If you look at effective school systems around the world, there are 2 common system organizational features that largely contribute to their success:
1. The responsibility for deciding and implementing what students are to learn is not placed upon the shoulders of the teachers/schools alone. The responsibility for ensuring students enjoy a well rounded education is usually placed in the hands of a central office (national and/or local). Public criticism of that nation’s schools usually is directed at the central office, not the classroom.
2. Student evaluation and teaching are done by 2 distinct groups. That is there are no effective school systems that uses grades as the primary evaluation of whether students have learned the material. The reasons why this can enable quality student learning are many but probably include: a) better student-teacher relationship when grading is not done in the classroom, b) a need by the central office to explicitly delineate what students need to learn to be successful, c) the improvement in classroom dynamics when students are competing for a limited amount of grades issued by the teachers etc… Certainly when central exams are used at the primary mechanism of evaluating students, Woessmann (2002) found that those students on average score 35-47% better.
So the international evidence strongly suggests that what is preventing our students from learning well is our school system itself. That is this illusion of “local control” really means no control and even worse no way of improving our schools. Certainly 50 years of multiple, diverse reforms in the US have resulted in little/no change in student learning.

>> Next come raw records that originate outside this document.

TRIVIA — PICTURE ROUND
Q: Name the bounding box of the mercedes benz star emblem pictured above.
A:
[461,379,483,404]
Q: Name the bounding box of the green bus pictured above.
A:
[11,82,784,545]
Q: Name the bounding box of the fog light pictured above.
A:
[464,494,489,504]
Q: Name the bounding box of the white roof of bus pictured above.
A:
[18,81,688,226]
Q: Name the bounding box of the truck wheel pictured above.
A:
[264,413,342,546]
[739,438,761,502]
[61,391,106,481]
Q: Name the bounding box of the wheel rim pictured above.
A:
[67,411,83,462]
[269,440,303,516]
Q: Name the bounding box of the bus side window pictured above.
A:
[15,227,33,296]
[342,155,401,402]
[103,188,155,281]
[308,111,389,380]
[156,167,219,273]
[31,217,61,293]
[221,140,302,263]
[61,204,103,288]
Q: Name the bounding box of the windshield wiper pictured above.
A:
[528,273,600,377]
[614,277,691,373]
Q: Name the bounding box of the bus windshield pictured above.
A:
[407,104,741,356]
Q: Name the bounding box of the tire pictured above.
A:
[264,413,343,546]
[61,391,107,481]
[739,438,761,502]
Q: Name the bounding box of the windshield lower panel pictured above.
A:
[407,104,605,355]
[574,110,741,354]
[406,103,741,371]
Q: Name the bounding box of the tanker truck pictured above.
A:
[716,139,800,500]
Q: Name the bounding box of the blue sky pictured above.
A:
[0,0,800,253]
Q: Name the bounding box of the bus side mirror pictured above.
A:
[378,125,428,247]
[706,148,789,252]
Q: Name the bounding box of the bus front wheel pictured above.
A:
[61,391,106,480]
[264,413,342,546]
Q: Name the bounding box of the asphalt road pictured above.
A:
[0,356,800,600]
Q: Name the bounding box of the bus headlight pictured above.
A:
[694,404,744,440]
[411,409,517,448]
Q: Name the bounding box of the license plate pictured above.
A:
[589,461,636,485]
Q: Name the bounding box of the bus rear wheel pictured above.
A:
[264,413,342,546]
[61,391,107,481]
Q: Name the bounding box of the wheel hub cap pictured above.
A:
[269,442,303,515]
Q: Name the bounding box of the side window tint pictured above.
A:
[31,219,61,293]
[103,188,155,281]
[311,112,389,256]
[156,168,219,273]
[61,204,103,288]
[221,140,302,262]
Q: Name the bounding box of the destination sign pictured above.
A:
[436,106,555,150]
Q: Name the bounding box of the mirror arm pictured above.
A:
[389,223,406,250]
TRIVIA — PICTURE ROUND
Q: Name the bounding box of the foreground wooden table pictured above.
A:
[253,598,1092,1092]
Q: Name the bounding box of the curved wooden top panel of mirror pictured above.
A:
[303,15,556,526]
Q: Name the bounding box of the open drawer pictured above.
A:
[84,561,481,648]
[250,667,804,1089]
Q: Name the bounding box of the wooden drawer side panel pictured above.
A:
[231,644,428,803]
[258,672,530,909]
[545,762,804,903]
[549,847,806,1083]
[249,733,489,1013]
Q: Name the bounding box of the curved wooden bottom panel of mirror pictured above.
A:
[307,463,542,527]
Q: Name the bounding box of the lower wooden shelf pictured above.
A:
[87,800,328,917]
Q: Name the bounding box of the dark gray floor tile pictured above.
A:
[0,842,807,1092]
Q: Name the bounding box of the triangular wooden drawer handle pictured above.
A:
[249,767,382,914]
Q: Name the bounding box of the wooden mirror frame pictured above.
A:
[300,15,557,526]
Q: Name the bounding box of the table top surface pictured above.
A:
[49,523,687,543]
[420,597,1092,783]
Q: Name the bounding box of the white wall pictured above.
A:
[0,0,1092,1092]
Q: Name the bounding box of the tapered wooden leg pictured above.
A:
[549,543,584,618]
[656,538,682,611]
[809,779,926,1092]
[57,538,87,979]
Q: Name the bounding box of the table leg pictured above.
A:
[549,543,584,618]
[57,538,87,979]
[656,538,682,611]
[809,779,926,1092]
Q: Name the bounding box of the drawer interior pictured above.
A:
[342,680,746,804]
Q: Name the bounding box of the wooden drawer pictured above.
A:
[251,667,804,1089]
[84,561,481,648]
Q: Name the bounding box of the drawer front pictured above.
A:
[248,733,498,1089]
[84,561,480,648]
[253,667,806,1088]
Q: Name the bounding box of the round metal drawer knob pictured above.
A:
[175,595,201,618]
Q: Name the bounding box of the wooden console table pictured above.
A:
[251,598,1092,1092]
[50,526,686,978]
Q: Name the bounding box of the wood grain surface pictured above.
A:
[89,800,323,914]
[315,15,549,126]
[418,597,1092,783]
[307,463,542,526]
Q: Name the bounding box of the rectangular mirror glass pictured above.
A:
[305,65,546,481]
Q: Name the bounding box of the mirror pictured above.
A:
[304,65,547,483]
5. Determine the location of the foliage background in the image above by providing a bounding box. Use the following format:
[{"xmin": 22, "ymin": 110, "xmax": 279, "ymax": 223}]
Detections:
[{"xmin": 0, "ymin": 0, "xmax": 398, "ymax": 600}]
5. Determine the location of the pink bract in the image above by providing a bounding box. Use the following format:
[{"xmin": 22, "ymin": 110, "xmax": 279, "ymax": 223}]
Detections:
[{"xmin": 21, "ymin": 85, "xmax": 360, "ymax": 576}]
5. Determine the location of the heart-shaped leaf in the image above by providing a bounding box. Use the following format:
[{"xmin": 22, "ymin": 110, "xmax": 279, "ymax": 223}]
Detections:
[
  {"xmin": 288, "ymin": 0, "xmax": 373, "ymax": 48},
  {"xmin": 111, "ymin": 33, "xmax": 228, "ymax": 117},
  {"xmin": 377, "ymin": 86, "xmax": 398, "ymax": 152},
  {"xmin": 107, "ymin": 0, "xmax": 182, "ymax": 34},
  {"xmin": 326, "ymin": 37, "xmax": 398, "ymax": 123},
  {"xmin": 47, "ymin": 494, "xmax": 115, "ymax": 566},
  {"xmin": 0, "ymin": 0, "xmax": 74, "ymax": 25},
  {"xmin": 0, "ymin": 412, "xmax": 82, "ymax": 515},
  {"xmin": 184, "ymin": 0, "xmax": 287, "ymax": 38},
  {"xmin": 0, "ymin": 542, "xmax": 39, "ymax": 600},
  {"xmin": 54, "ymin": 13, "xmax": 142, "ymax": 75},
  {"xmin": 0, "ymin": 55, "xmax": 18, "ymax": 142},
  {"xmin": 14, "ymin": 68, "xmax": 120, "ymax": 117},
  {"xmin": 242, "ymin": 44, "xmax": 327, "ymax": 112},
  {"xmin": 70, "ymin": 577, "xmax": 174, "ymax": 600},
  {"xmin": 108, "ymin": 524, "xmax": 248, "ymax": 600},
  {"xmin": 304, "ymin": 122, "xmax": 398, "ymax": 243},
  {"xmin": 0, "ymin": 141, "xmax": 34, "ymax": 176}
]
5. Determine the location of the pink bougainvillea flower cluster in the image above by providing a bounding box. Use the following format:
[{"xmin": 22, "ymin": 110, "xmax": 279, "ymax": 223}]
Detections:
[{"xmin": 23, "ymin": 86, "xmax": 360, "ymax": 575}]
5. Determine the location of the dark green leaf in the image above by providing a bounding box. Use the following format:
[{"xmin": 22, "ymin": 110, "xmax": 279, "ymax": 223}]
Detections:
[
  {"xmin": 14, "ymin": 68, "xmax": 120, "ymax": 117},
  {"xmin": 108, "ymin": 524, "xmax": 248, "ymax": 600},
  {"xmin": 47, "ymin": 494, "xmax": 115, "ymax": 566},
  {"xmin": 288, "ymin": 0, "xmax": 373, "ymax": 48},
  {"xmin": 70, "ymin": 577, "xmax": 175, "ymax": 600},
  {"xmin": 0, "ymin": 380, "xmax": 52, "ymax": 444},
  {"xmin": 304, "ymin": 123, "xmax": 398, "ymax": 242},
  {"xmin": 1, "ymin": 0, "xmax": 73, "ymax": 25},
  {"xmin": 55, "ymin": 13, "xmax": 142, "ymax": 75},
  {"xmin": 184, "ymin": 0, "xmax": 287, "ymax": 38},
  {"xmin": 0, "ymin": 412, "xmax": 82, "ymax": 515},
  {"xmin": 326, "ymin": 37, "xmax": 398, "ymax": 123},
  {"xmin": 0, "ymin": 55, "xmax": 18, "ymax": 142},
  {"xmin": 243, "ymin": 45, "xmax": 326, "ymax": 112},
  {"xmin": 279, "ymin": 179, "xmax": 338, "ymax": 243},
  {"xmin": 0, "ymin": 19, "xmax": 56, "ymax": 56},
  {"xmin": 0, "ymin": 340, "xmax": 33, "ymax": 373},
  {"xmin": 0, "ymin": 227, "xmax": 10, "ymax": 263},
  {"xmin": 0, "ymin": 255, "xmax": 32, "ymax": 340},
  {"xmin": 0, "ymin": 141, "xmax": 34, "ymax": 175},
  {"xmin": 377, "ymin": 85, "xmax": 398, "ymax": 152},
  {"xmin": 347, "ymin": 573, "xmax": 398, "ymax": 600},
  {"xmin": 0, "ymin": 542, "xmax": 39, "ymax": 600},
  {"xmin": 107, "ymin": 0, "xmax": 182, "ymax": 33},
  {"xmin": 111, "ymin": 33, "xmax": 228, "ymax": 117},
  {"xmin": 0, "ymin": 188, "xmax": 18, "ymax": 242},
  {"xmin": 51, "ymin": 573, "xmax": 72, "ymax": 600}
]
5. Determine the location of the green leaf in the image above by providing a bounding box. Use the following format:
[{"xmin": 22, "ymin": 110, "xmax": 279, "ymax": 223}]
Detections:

The evidence strongly suggests that it is the way our schools are organized that prevents any and all improvements.
So what our schools need:
1. Checks and balances in the schools system with a clear distribution of responsibility (not just authority) between state officials and classrooms. Compared to our current system this would result in state officials being held responsible for deciding what students should learn and developing a clear process for developing quality materials (either by the state or contracted with curricula companies) that satisfy specific course requirements and the classroom/teacher would be responsible for connecting that material with the students.
2. Starting in middle school: a specific syllabus for each course developed by the state with end-of-course exams coupled with un-graded teacher certified performance expectations (writing reports, presentations, projects, etc…). This should also include a system for evaluating and improving the course design as well as the flexibility to offer multiple types of courses that would still satisfy graduation requirements. High school graduation would be a certification by the state that the student has passed the requirements.
3. Focused applied research on how to improve specific areas of weaknesses. This is an area that the Feds could help immensely. That is: have the Feds (could also be states, foundations, etc…) sponsor a competitive 5 year research/development collaboration with a school district, curricula development company, assessment developers, teaching consultants, etc. with the specific requirement that all data, interviews and results become published afterwards and distributed among the wider teaching community. This is particularly needed in the elementary grades as the currently used curricula/teaching needs dramatic improvement.
This type of approach to schooling requires changes in state law. Note that this does not mean that we would need a single, one-size fits all type of schooling. In fact this could be rather flexible and yet still be rigorous.
I realize that this is rather outside the scope of American discussion (but well within what all other effective countries are doing). But for our students to learn well, the school system itself needs to change.